This article will explain how to troubleshoot site-to-site VPN problems such as VPN disconnections, no traffic in tunnel when VPN is established, VPN is not established again after disconnection. It explains how to set the SA life time on both phase 1 and phase 2, set connectivity check to ensure a constant connectivity in the tunnel, how to allow ESP traffic if there's no traffic in the tunnel but the tunnel is established and how to check if there's any subnet overlaps or policy routes that interfere with the VPN traffic.
Table of Content
1) VPN Disconnections
If your VPN tunnel frequently disconnects, it may indicate a re-key issue. To address this problem, ensure that the "SA Life Time" value is consistent on both Phase 1 and Phase 2 configurations on both sides of the VPN tunnel. By matching these values, you can prevent re-keying discrepancies that may lead to frequent disconnections.
If the issue persists, you can attempt to enable a connectivity check under the "VPN Connection" menu. Configure the "Check these Addresses" option to 184.108.40.206 (Google's DNS server) and enable the connectivity check. This step helps monitor the health of the VPN connection and identifies potential connectivity problems.
2) VPN Connection Failure to Re-establish After Disconnection
In some cases, VPN connections fail to re-establish automatically after a disconnection. This issue can be resolved by enabling the "Nailed-Up" feature in the "VPN Connection" settings within the VPN menu.

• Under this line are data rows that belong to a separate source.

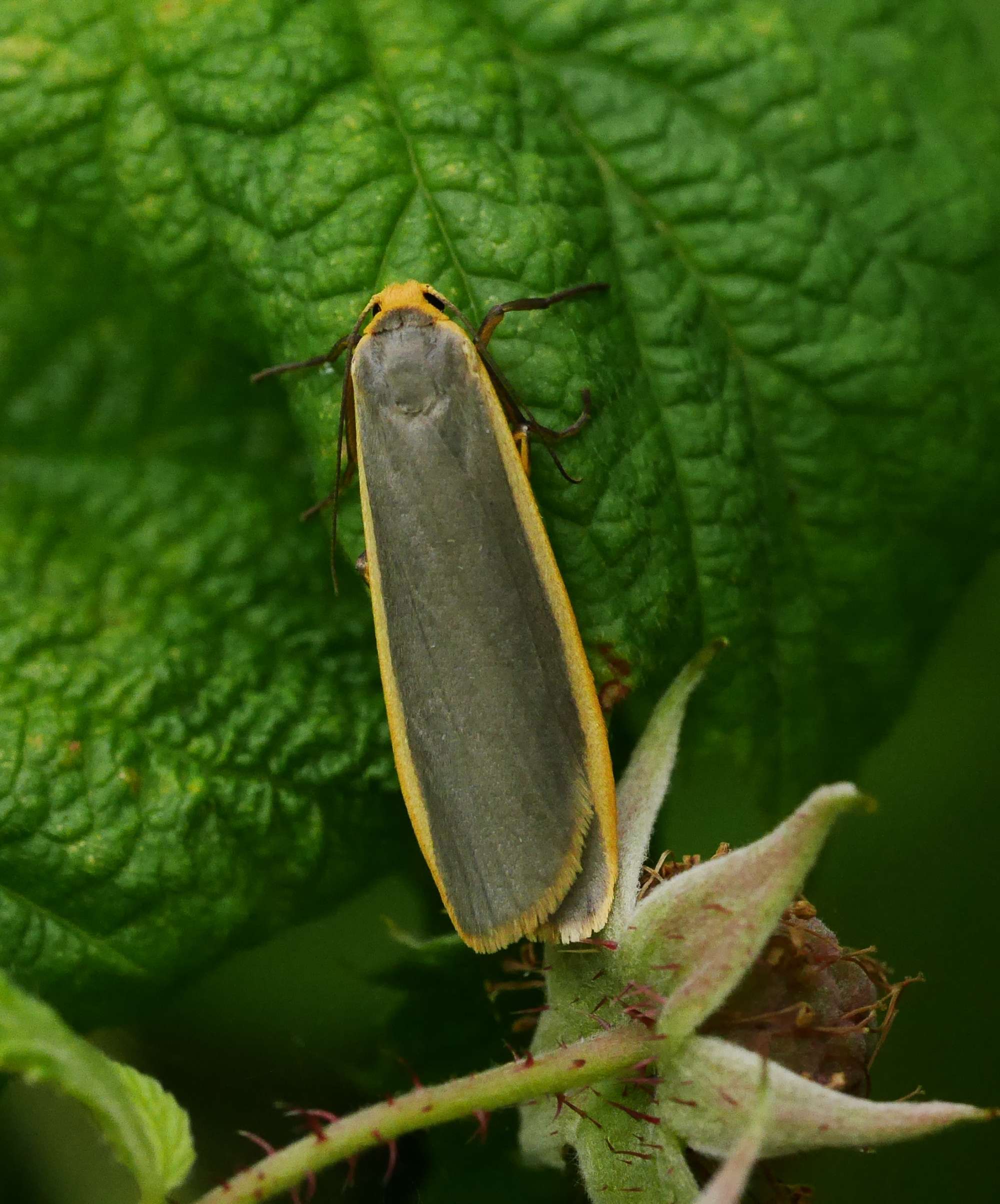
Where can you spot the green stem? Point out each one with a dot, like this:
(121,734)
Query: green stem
(566,1069)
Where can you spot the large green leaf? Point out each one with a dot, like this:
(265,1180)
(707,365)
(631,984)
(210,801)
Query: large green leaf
(192,738)
(796,377)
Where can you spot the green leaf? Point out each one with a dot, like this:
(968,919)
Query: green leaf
(796,368)
(193,749)
(144,1123)
(794,376)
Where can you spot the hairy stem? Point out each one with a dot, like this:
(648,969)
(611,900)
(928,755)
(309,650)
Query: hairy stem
(564,1069)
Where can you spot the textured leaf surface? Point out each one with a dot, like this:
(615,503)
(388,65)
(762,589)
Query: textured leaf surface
(144,1123)
(192,741)
(796,375)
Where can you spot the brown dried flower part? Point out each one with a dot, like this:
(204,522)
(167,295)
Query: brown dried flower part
(810,1004)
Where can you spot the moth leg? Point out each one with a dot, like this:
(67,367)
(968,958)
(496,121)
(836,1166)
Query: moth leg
(522,442)
(495,316)
(314,362)
(332,498)
(576,427)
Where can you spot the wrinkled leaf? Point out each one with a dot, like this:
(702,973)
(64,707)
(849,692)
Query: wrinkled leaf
(144,1123)
(794,379)
(796,368)
(192,740)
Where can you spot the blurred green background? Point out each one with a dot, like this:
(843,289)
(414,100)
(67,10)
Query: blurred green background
(319,1016)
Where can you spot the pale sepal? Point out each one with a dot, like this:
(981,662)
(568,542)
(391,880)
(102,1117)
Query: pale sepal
(644,784)
(710,1089)
(694,938)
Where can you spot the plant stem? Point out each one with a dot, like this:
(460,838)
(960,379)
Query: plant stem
(564,1069)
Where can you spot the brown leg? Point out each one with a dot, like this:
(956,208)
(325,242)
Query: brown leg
(522,442)
(332,498)
(313,363)
(495,317)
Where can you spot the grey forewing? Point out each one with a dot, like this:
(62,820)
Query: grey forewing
(492,725)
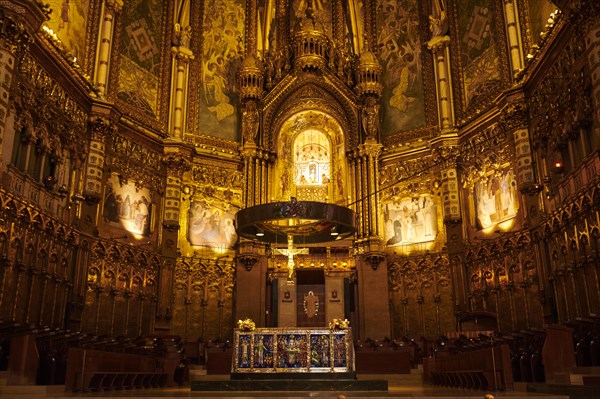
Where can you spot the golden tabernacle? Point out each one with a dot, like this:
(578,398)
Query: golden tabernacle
(293,350)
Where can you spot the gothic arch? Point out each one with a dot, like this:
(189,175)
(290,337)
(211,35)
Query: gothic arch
(309,93)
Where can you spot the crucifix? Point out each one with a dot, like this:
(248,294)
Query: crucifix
(290,251)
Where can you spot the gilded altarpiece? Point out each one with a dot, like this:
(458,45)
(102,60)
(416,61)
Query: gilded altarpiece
(266,350)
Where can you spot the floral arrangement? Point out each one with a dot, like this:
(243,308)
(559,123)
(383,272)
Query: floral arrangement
(246,325)
(339,324)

Enabling this option ensures that the VPN connection will automatically attempt to re-connect after a disruption, minimizing manual intervention.
Note! Please only enable nailed-up on one side because it could lead to connection issues if both firewalls start to try to initiate the connection.
3) Tunnel Established, but No Traffic in the Tunnel
3.1 Allow ESP from WAN to Zywall
If your VPN tunnel is established, but no traffic is passing through, there are a few potential causes to consider. First, verify that the firewall rules allow ESP (Encapsulating Security Payload) traffic from the WAN to the Zywall device. Without proper configuration, the firewall may block ESP traffic, resulting in a impossibility for the firewall to unencrypt encapsulated packets.
3.2 Policy routes / Static routes
If ESP traffic is allowed from the WAN to the Zywall device, review the policy routes associated with both the local subnet of the VPN and the remote subnet of the other side of the VPN tunnel. This verification will help identify any misconfigurations or conflicting routing rules that might be causing the absence of traffic in the tunnel.
Additionally, check for any policy routes or static routes that could interfere with routing traffic into the VPN tunnel. These routes may divert the traffic elsewhere, preventing it from entering the VPN tunnel.
3.3 Subnet Overlap
Another possibility is a subnet overlap, where VPN traffic is unintentionally routed internally instead of through the VPN tunnel. Ensure that the VPN traffic is correctly directed towards the tunnel to avoid such issues.
Check your Ethernet Interfaces, VLANs and other VPN subnets that is used to make sure that you don't have any overlaps of subnets in your firewall.
The easiest way to do this is to navigate to:
Maintenance -> Packet Flow Explore -> Routing Status
Then look through all routes from left to right to see if you have any subnets that are overlapping and causing interference with your current VPN setup.